Theory of equality

From Learning Logic for Computer Science

The theory of equality is the theory of congruence relations.

The theory of equality

Let $\mathcal S$ be an arbitrary signature. Assume $\text{Eq}/2$ is a symbol which is no element of $\mathcal S$ and let $\mathcal S_\text{Eq}$ be defined by $\mathcal S_\text{Eq} = \mathcal S \cup \{\text{Eq}/2\}$.

The theory of equality over $\mathcal S$, denoted $\text{ThE}(\mathcal S)$, is the set of all closed $\mathcal S_\text{Eq}$-formulas without equality which are true in all $\mathcal S_\text{Eq}$ structures $\mathcal A$ where $\text{Eq}^{\mathcal A} = \{\langle a,a \rangle \colon a \in A\}$, that is, where $\text{Eq}$ is interpreted as the equality relation.

The congruence axioms

Let $\mathcal S$ be a signature and $R/2$ a symbol which is no element of $\mathcal S$. The congruence axioms for $R$ over $\mathcal S$ are: \begin{align} \tag{reflexivity} & \forall x_0 R(x_0, x_0)\\ \tag{symmetry} & \forall x_0 \forall x_1 (R(x_0, x_1) \leftrightarrow R(x_1, x_0))\\ \tag{transitivity} & \forall x_0 \forall x_1 \forall x_2 (R(x_0, x_1) \wedge R(x_1, x_2) \rightarrow R(x_0, x_2))\\ \tag{cong-$f$} & \forall x_0 \dots \forall x_{2n-1} (\bigwedge_{i<n} R(x_i, x_{n+i}) \rightarrow R(f(x_0, \dots, x_{n-1}), f(x_n, \dots, x_{2n-1}))) && \text{for $f/\!/n \in \mathcal S$}\\ \tag{cong-$S$} & \forall x_0 \dots \forall x_{2n-1} (\bigwedge_{i<n} S(x_i, x_{n+i}) \rightarrow (S(x_0, \dots, x_{n-1}) \leftrightarrow S(x_n, \dots, x_{2n-1})) && \text{for $S/n \in \mathcal S$} \end{align} The set of these axioms is denoted $\text{Cong}(R, \mathcal S)$.
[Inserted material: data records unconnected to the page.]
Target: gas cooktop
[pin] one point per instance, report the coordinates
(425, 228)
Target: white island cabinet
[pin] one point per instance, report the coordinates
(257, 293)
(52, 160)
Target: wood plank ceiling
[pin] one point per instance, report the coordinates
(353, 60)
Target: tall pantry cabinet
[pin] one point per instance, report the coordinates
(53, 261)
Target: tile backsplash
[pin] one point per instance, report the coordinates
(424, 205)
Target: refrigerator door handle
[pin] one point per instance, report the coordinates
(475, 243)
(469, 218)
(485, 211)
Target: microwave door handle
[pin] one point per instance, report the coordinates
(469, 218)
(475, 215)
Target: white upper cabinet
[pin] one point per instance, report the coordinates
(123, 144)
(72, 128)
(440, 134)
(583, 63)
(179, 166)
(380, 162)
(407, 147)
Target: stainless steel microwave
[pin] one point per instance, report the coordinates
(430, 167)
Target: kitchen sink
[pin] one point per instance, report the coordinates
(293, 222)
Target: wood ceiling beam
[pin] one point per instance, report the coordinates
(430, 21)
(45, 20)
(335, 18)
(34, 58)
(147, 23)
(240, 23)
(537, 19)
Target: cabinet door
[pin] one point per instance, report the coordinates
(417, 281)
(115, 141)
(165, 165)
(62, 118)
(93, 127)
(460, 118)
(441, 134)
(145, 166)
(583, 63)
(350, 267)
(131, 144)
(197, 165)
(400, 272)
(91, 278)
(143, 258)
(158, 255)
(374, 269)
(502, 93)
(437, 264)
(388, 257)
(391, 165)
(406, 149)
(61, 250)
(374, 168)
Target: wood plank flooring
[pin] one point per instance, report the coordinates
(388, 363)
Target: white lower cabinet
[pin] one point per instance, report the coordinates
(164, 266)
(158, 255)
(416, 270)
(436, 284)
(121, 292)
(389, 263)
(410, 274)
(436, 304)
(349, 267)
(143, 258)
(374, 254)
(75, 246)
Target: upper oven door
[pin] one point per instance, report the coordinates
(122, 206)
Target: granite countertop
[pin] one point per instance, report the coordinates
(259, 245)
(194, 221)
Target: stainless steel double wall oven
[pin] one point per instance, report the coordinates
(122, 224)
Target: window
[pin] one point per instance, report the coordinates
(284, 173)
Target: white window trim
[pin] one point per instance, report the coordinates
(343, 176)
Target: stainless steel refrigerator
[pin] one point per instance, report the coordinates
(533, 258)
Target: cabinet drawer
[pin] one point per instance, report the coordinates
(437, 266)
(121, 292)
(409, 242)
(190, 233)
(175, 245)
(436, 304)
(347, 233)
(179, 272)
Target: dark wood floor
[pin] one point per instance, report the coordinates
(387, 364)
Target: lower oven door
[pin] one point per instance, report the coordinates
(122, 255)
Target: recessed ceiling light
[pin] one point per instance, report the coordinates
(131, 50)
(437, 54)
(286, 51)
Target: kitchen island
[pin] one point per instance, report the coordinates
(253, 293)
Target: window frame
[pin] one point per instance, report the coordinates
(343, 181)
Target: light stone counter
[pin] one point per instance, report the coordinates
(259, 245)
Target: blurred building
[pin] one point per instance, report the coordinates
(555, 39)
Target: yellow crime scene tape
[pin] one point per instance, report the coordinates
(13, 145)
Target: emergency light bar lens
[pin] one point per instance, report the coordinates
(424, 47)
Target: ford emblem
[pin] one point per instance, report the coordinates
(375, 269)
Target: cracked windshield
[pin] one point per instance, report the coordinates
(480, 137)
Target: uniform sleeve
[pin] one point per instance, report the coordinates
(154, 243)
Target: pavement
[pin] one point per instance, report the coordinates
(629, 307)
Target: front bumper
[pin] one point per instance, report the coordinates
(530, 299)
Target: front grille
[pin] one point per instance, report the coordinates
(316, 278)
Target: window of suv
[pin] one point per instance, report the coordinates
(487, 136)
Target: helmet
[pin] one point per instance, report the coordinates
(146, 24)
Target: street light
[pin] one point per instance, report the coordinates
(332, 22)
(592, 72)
These axioms state that the relation $R$ is an equivalence relation which is compatible with all functions and relations. Such a relation is typically called a congruence relation.

Lemma Let $\mathcal A$ be any $\mathcal S_R$ structure such that $\mathcal A \models \text{Cong}(R, \mathcal S)$. Denote the quotient of $\mathcal A$ modulo $R^\mathcal A$ by $\mathcal A/R^\mathcal A$. Then the following holds:

  • $\mathcal A/R^\mathcal A$ is well-defined.
  • The interpretation of $R$ in $\mathcal A/R^\mathcal A$ is the equality relation.
  • For every $\mathcal S$-formula $\varphi$, \begin{align}\mathcal A \models \varphi \qquad \text{iff} \qquad \mathcal A/R^\mathcal A \models \varphi \enspace.\end{align}

Clearly, the equality relation is a congruence relation and satisfies these axioms:

Lemma The equality relation satisfies these axioms, that is, \begin{align} \text{Cong}(\text{Eq}, \mathcal S) \subseteq \text{ThE}(\mathcal S) \enspace. \end{align}

Relation between the theory of equality and the congruence axioms

Theorem Let $\mathcal S$ and $\text{Eq}$ be as above. Then, for every closed $\mathcal S_\text{Eq}$ formula $\varphi$ without equality, \begin{align} \varphi \in \text{ThE}(\mathcal S) \qquad \text{iff} \qquad \text{Cong}(\text{Eq}, \mathcal S) \models \varphi \enspace. \end{align}

The direction from right to left follows from the second lemma above. For the direction from left to right, assume $\text{Cong}(\text{Eq}, \mathcal S) \not \models \varphi$. Then there is a structure $\mathcal A$ such that $\mathcal A \models \text{Cong}(\text{Eq}, \mathcal S) \cup \{\neg \varphi\}$. By the first lemma, it follows $\mathcal A/\text{Eq}^\mathcal A \not \models \varphi$, which implies $\varphi \notin \text{ThE}(\mathcal S)$.